Based on the 3 diagnostic categories, 30.1% of the patients (n = 152) had an internalizing disorder, 58.8% (n = 297) an externalizing disorder, and 11.1% (n = 56) other disorders (Table 3). Furthermore, 48.6% (n = 254) had only one psychiatric diagnosis, while the remaining 51.4% (n = 269) had at least another comorbid disorder.

Table 3 Primary clinical diagnoses and diagnostic categories.

At baseline, 9.2% (n = 48) were receiving pharmacotherapy, 25.4% (n = 133) non-pharmacological treatment, 41.3% (n = 216) both pharmacological and non-pharmacological interventions, and 108 (20.6%) no specific intervention. Data about treatment were unavailable for 18 children (3.4%).

Exploratory factor analysis and confirmatory factor analysis

Parents sample

In the parents’ subsample, the explorative factor analysis (EFA) with oblique rotation (promax) was conducted on 20 items of the questionnaire. The graphical criterion based on the scree-plot and the results of the parallel analysis40 suggested a factorial structure defined by 3 factors (see Fig. S1 and Table S1 for eigenvalues and Table S2 for factor loadings after rotation in online Supplementary Materials). The items included in the factor analysis for parents’ report are underlined in Appendix A.
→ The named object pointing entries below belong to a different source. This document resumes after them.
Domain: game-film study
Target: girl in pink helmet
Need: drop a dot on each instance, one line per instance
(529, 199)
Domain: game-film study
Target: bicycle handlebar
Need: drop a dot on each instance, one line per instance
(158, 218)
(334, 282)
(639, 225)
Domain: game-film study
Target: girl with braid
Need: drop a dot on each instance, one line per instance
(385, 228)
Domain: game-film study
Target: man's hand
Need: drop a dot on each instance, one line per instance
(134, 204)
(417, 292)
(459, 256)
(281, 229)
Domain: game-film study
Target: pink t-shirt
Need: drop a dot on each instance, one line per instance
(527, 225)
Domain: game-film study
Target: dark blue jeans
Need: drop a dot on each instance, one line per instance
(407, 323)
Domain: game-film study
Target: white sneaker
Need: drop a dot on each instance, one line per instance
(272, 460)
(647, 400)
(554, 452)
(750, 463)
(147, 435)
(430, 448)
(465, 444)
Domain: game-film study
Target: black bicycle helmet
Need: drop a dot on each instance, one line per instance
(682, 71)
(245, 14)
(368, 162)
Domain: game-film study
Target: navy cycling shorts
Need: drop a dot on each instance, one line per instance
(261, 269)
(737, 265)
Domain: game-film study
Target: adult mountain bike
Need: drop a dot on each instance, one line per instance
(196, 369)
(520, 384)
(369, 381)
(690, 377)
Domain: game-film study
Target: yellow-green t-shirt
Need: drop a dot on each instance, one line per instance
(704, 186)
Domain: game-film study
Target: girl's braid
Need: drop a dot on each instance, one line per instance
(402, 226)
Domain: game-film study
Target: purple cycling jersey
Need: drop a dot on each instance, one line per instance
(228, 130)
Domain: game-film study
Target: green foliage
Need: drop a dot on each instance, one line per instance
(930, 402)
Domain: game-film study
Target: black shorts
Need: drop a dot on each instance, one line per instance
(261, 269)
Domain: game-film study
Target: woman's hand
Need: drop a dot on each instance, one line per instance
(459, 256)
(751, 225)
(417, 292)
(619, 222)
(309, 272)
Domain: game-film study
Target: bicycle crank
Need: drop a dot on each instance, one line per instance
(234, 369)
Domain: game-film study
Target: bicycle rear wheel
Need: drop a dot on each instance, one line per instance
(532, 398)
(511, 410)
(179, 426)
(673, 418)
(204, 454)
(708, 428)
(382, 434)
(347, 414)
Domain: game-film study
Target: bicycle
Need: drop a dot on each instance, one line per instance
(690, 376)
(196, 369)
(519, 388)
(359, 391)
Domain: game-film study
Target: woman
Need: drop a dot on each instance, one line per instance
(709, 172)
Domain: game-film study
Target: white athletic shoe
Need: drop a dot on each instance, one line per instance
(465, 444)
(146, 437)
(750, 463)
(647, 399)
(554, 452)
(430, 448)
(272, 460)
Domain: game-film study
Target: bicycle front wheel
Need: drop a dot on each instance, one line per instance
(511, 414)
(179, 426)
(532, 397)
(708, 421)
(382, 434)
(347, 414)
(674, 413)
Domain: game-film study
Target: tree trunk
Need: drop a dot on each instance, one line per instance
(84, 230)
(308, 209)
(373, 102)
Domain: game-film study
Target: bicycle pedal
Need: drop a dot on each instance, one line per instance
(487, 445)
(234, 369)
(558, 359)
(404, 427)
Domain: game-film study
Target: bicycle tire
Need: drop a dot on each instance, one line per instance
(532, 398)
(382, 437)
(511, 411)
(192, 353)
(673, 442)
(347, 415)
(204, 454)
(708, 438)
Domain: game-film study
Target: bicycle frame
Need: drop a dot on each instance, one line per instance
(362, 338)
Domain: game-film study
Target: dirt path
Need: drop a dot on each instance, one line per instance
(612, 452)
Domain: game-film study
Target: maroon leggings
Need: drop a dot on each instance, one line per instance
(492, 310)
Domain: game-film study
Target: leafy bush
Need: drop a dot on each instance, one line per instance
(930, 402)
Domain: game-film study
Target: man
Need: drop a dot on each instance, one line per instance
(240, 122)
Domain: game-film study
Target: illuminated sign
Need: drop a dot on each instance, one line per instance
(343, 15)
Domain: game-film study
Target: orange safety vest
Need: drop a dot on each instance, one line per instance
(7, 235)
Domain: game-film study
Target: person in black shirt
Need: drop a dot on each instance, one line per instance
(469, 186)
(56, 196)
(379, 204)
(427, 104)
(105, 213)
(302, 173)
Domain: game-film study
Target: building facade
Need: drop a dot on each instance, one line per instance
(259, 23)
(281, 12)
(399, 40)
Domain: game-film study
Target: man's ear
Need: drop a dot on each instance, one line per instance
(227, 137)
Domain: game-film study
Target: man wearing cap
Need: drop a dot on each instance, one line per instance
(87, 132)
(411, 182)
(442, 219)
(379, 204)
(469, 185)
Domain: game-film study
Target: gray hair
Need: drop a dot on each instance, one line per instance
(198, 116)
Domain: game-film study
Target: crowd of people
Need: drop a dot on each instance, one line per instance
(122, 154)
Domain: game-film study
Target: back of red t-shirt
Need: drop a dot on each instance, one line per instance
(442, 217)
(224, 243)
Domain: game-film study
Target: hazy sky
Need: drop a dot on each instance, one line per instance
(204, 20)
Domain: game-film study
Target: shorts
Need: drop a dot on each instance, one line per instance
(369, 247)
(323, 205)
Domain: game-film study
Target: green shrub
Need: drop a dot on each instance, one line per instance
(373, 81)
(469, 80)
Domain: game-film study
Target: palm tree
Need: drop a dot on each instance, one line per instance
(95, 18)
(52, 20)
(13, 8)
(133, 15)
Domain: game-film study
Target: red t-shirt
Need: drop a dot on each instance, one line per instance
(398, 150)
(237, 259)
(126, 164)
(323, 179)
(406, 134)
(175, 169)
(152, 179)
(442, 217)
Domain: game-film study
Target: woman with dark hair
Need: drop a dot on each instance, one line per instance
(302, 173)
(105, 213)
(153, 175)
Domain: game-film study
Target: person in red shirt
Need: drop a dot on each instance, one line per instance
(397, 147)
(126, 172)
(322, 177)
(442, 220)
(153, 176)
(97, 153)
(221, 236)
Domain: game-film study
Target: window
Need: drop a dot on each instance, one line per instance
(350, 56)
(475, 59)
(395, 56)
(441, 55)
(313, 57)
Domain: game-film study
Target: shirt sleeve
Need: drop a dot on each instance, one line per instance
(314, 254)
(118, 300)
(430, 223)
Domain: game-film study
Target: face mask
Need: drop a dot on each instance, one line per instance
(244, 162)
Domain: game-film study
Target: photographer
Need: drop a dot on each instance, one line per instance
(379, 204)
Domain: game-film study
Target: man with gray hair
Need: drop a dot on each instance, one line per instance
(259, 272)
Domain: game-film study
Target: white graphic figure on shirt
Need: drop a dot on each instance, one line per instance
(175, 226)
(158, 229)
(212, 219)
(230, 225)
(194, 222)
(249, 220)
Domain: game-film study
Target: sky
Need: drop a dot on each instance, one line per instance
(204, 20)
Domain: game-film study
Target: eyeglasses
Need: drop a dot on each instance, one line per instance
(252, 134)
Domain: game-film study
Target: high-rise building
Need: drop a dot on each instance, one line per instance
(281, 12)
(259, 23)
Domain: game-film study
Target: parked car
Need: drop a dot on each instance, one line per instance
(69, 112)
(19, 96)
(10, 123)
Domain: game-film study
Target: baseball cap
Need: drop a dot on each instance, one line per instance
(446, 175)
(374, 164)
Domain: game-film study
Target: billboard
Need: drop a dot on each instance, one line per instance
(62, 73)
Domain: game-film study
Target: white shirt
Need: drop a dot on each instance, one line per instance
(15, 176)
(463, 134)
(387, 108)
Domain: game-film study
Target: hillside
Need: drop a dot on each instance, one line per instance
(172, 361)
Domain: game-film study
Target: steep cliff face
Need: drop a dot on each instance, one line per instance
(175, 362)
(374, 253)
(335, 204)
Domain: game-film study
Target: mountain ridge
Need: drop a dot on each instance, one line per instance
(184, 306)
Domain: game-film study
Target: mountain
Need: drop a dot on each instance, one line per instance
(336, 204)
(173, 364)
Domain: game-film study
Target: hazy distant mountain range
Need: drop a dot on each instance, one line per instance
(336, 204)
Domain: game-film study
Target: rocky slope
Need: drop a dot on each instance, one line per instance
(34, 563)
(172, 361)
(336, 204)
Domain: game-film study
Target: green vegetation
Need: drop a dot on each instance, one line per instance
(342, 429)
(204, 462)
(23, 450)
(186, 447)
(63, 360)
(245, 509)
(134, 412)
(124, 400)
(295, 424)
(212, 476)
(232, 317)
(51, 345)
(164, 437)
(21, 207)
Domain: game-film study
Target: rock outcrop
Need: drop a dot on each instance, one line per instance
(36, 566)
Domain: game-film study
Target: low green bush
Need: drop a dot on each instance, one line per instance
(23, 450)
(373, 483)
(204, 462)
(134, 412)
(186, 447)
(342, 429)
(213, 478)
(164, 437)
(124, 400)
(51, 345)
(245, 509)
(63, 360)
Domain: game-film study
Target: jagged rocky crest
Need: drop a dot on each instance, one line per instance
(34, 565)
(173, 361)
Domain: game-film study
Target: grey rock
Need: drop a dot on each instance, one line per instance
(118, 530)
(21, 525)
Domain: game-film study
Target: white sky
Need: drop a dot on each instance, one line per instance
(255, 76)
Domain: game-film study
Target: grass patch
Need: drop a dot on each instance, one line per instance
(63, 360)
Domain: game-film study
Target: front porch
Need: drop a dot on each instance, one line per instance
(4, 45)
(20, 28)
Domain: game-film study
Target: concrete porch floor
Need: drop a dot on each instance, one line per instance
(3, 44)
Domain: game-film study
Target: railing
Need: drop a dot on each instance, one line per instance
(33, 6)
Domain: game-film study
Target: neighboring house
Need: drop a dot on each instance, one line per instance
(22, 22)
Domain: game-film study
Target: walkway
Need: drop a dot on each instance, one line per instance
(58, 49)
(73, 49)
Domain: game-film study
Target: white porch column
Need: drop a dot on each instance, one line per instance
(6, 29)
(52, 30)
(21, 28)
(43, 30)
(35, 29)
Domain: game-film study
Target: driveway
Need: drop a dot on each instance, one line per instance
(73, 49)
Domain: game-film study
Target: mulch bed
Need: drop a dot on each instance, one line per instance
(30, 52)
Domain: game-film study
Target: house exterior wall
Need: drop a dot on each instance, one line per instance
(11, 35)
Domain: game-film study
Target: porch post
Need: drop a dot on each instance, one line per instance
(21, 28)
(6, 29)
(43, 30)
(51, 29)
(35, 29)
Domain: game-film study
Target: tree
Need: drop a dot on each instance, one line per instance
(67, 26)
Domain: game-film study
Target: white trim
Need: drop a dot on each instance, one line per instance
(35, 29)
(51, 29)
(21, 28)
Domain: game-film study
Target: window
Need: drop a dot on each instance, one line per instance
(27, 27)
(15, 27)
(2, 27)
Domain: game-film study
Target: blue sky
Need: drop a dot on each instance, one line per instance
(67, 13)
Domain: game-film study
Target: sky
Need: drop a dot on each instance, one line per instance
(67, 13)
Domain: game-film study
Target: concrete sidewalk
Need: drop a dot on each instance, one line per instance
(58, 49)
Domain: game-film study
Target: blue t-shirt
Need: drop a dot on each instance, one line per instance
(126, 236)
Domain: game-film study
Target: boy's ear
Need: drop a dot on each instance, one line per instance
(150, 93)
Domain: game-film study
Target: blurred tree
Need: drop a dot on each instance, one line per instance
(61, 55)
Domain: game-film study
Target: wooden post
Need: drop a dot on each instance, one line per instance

Three factors had eigenvalues over Kaiser’s criterion of 1 and, in combination, explained 36.1% of the total variance. The items that loaded strongly on the same factors suggest the following interpretations: Factor 1 (Child Emotionality) captures parents’ perceptions of their child’s emotional and psychological states; Factor 2 (Parent Emotionality) reflects parents’ own emotional responses and psychological adjustments; and Factor 3 (Child Concerns) represents the parents’ observations of their child’s specific worries and fears (see Table S2, in online Supplementary Materials).

A further CFA confirmed the three-factor structure, consistent with the results of the EFA (see Table S4 and S5 in online Supplementary Materials).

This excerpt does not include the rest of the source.